Afin de soutenir les politiques de l'Union liées à la bioéconomie et de faciliter la gestion et le suivi de la recherche et de l'innovation, des activités de recherche socio-économique et de prospective seront menées en lien avec la stratégie relative à la bioéconomie, comprenant notamment le développement d'indicateurs, de bases de données et de modèles, des travaux d'anticipation et de prévision, ainsi qu'une analyse de l'impact des initiatives sur l'économie, la société et l'environnement.
Les actions axées sur les défis qui mettent l'accent sur les avantages socio-économiques et environnementaux, sur la modernisation des secteurs liés à la bioéconomie et sur les marchés sont soutenues au moyen d'activités de recherche pluridisciplinaires, qui favorisent l'innovation et conduisent au développement de stratégies, pratiques, produits durables et processus nouveaux. Ces activités portent sur l'innovation au sens large, couvrant aussi bien l'innovation technologique, non technologique, organisationnelle, économique et sociale que, par exemple, les modalités des transferts technologiques, modèles d'entreprise, stratégies de marque et services innovants. Il y a lieu de reconnaître le potentiel que représentent les agriculteurs et les PME en termes de contribution à l'innovation. L'approche de la bioéconomie tient compte de l'importance des connaissances locales et de la diversité.

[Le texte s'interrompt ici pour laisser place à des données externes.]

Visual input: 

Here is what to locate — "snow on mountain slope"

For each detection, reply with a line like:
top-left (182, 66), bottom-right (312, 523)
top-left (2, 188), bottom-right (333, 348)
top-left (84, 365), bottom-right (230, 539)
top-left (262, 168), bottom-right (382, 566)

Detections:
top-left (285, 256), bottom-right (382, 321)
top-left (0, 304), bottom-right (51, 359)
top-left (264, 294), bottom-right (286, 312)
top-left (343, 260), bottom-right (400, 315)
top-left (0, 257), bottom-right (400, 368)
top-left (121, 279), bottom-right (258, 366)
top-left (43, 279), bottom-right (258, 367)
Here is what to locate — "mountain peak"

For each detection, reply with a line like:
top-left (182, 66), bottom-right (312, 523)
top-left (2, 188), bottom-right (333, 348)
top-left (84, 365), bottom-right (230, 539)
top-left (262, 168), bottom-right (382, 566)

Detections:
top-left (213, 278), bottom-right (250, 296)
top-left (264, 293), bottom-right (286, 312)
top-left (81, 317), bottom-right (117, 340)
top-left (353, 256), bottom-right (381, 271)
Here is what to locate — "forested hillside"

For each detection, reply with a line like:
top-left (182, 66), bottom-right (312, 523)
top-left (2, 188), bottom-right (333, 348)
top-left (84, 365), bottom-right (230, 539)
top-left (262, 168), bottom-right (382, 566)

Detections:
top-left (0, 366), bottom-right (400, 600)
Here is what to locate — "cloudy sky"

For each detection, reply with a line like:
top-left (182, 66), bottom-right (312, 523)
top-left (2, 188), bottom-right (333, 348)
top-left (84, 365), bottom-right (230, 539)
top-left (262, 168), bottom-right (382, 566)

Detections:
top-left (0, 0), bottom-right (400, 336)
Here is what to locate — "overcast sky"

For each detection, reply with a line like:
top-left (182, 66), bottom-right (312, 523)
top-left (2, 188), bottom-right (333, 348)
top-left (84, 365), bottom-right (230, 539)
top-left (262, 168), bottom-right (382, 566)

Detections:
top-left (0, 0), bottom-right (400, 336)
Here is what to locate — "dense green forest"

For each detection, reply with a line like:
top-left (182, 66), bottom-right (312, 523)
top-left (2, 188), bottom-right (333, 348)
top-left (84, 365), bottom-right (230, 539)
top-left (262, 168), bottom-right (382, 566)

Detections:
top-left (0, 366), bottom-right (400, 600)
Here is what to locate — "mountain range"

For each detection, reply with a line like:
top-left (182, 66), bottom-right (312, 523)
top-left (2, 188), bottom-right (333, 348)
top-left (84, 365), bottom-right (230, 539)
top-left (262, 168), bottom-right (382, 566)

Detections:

Grandes lignes des activités
(a) Agriculture et sylviculture durables
L'objectif est de fournir en suffisance des aliments pour les hommes et les animaux, de la biomasse et d'autres matières premières tout en préservant les ressources naturelles, telles que l'eau, les sols et la biodiversité, dans une perspective européenne et mondiale, et en renforçant les services écosystémiques, notamment en s'efforçant de lutter contre le changement climatique et de l'atténuer. Les activités viseront à augmenter la qualité et la valeur des produits agricoles en mettant en œuvre une agriculture plus durable et plus productive, y compris des systèmes d'élevage et de sylviculture qui soient diversifiés, résistants et efficaces dans l'utilisation des ressources (en termes de faible émission de carbone, de faible apport extérieur et de consommation d'eau), protègent les ressources naturelles, produisent moins de déchets et puissent s'adapter à un environnement en transformation. Elles seront en outre axées sur le développement des services, des concepts et des politiques qui aideront les populations rurales à prospérer et elles viseront à favoriser une consommation compatible avec le développement durable.

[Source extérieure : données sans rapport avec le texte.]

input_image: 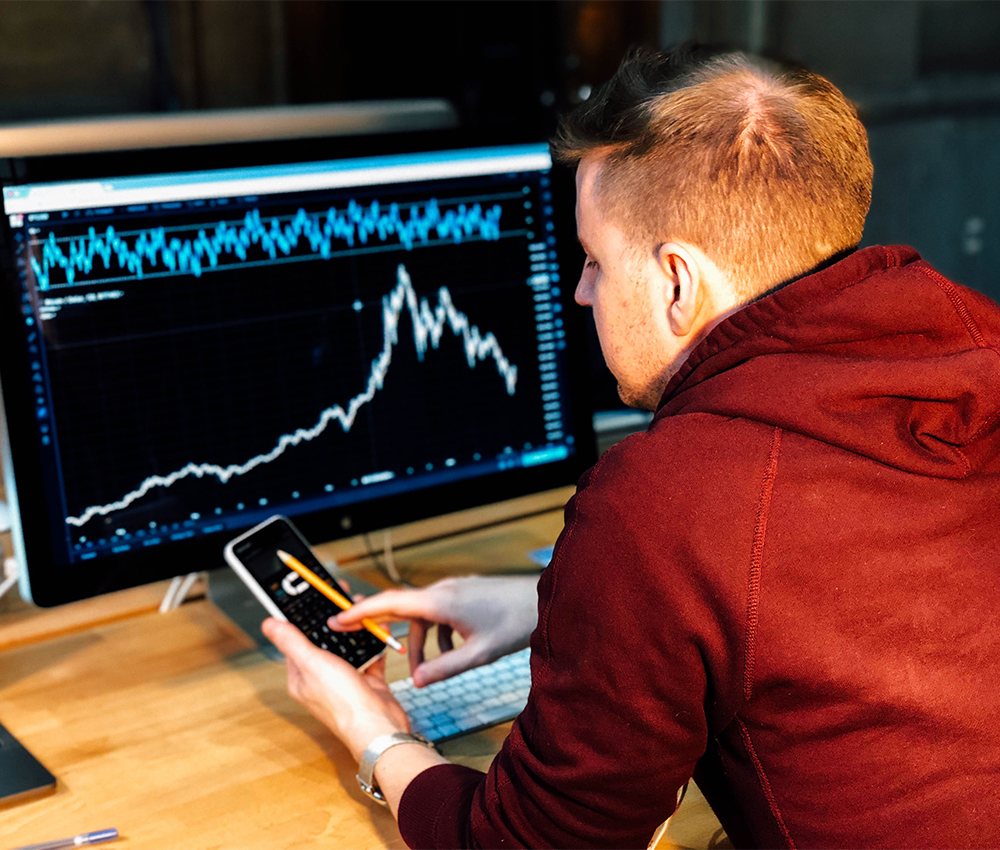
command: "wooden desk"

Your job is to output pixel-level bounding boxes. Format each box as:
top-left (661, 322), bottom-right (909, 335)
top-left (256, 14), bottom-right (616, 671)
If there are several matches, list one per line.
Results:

Dans le domaine de la sylviculture en particulier, l'objectif est de produire de la biomasse et des bioproduits et de fournir des services écosystémiques de façon durable, tout en tenant compte des aspects économiques, écologiques et sociaux de ce secteur. Les activités seront axées sur le développement de la production et de la durabilité de systèmes sylvicoles qui soient économes en ressources et de nature à renforcer la résilience des forêts ainsi que la protection de la biodiversité, et qui puissent répondre à la hausse de la demande de biomasse.
En outre, on prendra en considération l'interaction entre les plantes fonctionnelles, d'une part, et la santé et le bien-être, d'autre part, ainsi que l'exploitation de l'horticulture et de la sylviculture pour le développement de la place du végétal dans les villes.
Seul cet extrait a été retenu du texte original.